Words by Katie Waits
Sunday, 16th February 2020. Who would’ve thought what should’ve been a normal February day could create such a story.
Not all stories we tell are fond reflections or pleasant trips down memory lane, and it’s important to remember that you’re allowed to share the bad stories just as much as the good ones without feeling like you’re being negative or attention-seeking. It can be cathartic sharing stories and valuable to your mental well-being. Some stories are no big deal, we can cringe and move on. Others stick with us and change our outlook, tales that we may repeat again and again for a long time. I’ve chosen to tell my story about the month that my family and I have been through, a story that ticks all of those boxes. I think it’s time to get it off my chest a little.
It was 2:54am. I hadn’t yet fallen asleep and needing a drink, I got out of bed to get some water. All day, it had been raining heavily in the midst of Storm Dennis. On returning to my bedroom I looked out the window, just to see if it had stopped yet and how high the river across the road had got. The scene I saw before me had been one I’d always feared, but never thought would actually happen. Cars floating down the street, lights flashing, garden fences submerged, road markings hidden, bins gone. The River Taff had burst its banks and was quickly making its way towards our front door.

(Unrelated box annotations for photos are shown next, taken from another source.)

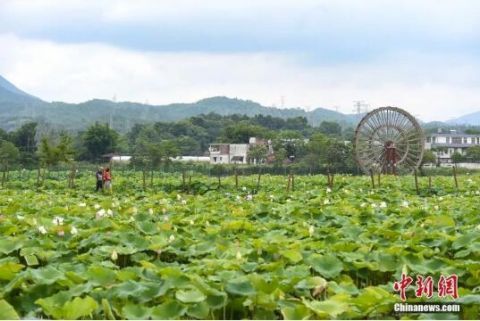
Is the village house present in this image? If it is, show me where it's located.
[208,137,273,164]
[425,130,480,164]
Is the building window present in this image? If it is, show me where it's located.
[447,137,462,144]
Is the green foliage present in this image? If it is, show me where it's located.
[451,152,465,164]
[0,172,480,319]
[466,146,480,162]
[318,121,342,137]
[0,140,20,170]
[247,145,268,164]
[422,150,437,165]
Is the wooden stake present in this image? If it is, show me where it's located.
[182,170,186,190]
[235,166,238,189]
[453,166,458,189]
[413,169,420,195]
[370,169,375,188]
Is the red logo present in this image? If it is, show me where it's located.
[393,273,458,301]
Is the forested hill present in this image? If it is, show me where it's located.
[0,77,358,132]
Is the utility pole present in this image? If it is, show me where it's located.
[353,100,370,115]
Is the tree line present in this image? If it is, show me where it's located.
[0,113,354,177]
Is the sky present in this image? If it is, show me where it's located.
[0,0,480,121]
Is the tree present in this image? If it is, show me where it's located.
[0,140,20,186]
[221,122,268,144]
[452,152,465,164]
[318,121,342,137]
[420,150,437,166]
[248,145,268,164]
[304,133,329,171]
[467,146,480,162]
[83,123,119,161]
[10,122,37,166]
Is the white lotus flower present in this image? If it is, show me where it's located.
[96,208,106,219]
[52,216,63,226]
[38,225,47,234]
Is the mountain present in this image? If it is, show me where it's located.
[0,76,41,102]
[447,111,480,126]
[0,76,360,132]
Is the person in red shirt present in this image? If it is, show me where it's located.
[103,167,112,191]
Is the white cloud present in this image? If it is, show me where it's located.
[0,34,480,120]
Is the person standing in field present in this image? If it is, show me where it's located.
[103,167,112,192]
[95,167,103,192]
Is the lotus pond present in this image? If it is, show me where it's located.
[0,175,480,319]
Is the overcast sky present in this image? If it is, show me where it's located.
[0,0,480,120]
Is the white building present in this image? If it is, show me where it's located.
[425,130,480,163]
[208,137,273,164]
[208,144,248,164]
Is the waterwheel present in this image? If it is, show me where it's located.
[355,107,424,175]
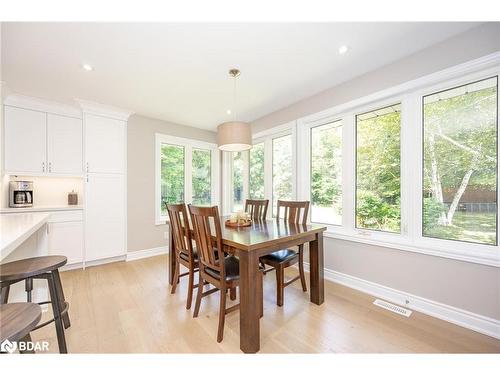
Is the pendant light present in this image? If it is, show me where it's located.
[217,69,252,151]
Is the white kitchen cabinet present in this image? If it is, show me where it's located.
[48,221,83,264]
[85,173,126,261]
[4,106,47,173]
[85,113,126,173]
[47,113,83,174]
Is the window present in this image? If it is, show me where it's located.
[273,134,293,215]
[248,142,264,199]
[311,121,342,225]
[161,144,184,215]
[233,151,244,212]
[422,77,497,245]
[356,104,401,232]
[191,149,212,206]
[155,134,219,225]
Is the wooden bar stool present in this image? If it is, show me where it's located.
[260,200,309,306]
[0,302,42,353]
[0,255,71,353]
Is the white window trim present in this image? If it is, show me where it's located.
[155,133,220,225]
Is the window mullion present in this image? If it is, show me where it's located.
[342,113,356,233]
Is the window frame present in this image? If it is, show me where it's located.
[353,99,406,235]
[155,133,220,225]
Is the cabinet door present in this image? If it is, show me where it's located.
[85,114,126,173]
[85,173,126,261]
[47,114,83,174]
[4,106,47,173]
[48,221,83,264]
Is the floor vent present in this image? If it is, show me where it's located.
[373,299,412,318]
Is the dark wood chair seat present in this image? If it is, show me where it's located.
[179,247,198,262]
[0,302,42,342]
[205,255,240,281]
[260,249,299,267]
[167,203,199,310]
[0,255,68,281]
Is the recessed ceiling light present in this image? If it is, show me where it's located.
[339,45,349,55]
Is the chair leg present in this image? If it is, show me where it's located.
[18,333,35,354]
[193,271,204,318]
[170,261,181,294]
[47,272,68,354]
[217,285,226,342]
[259,260,266,275]
[299,245,307,292]
[53,270,71,329]
[276,265,285,306]
[257,272,264,318]
[186,268,194,310]
[0,285,10,305]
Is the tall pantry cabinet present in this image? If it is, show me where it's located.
[83,107,128,262]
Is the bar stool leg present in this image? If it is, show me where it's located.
[24,277,33,302]
[52,270,71,329]
[47,272,68,354]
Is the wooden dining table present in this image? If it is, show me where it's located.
[169,217,326,353]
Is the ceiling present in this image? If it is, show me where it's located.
[2,22,478,130]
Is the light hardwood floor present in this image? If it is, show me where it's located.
[32,256,500,353]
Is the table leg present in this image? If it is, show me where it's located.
[168,228,175,285]
[309,232,325,305]
[238,251,262,353]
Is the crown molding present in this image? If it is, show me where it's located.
[2,93,82,118]
[75,99,134,121]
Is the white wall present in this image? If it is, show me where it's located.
[252,22,500,324]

“I think the river’s burst its banks”, I told my parents. Honestly, I can’t believe it now, I was reluctant to wake them. At this point it was 3am, they were sleeping, and part of me was in denial of what I’d seen. My dad shot out of bed, ran to my bedroom window and swore. That, I think, was when I realised just how bad it was.
The next half hour or so was a blur of trying to save as much as we could. I grabbed photo albums, books, and records, while my sister and my dad were hurriedly unplugging the television, the computer and games consoles. Clothes, ornaments, important letters, and storage boxes were all shoved on the stairs and landing in a desperate attempt to save as much as we could physically manage before the water came in. My dad even lifted our coffee table onto the sofa in an attempt to save it. We were just grabbing anything and everything.
The moment the water came in will always haunt me. A massive puddle began to appear in our hallway, soaking the rugs we had shoved by the front door. Still passing things in a chain up the stairs, time was against us. Soon, we could hear a trickling sound. The water had made its way to the vent at the front of the house and within minutes, it became a terrifying rush of freezing, filthy river water. Our lovely, cosy living room was no more.
My mum does a lot of sewing and crocheting, and over the years has tried several other crafts too. She had built up quite a collection of books, wool and material. Unfortunately, most of it was kept downstairs. As we stood in the icy water trying to save some of it, the flooring had come off, and began bubbling in places. You know that feeling when you’re standing in the sea and something weird brushes your leg or you stumble over something hidden? That’s what it was like.
Eventually, all was quiet. The water levelled out and exhausted, we tried to sleep. Only an hour later, I woke up to the sound of my parents on the phone to family members and insurance companies. My sister and I sat in her bedroom window to see that, although the river was receding, the street was a mess. Cars swept away, walls collapsed, bins scattered, front gardens ruined.
Everybody was outside. Neighbours, including those who barely speak to each other, were passing around tea, hugging each other, sharing their stories of the terrible events. We learned that some were fine but felt guilty, others had woken up to flooded living rooms, and others weren’t even at home. As for us, whilst we saved a lot, we lost a lot too. The kitchen and living room were coated with a slippery, bad-smelling layer of mud and goodness knows what else, ruining and contaminating all of our furniture and unsaved items. Even our beloved old car had been written off, after filling with flood water.
Since 8am that February morning, my family haven’t really stopped telling the story of the flood. Initially, this began with our neighbours, united by the dreadful events. Then, we had to tell the story to those closest to us all – my grandparents, other family members, and a small number of close friends each. Insurance companies and the council had to know what happened in order to help us. The media found its way to our street once or twice, meaning that my parents had to tell the story again, and every day the news reported people’s own personal flood stories. People who offered us packed lunches (thank you kind strangers) listened to us. I went to university the next day for some normality and recalled what had happened to my friends there. When my parents went to work, they found themselves being asked about it and having to frequently repeat everything.
Three weeks on, we still find ourselves retelling our story of the flood that hit Pontypridd. It is exhausting and emotionally taxing recalling what happened and what is happening to us now as we overcome it. Despite this, I think it’s important that we keep telling our story. The more we talk about it, more can hopefully be done to help and prevent this happening ever again on our street and our town as a whole. Plus, for the sake of our mental health, telling negative stories is important, just as much as telling positive ones. In fact, I feel better just having written this article.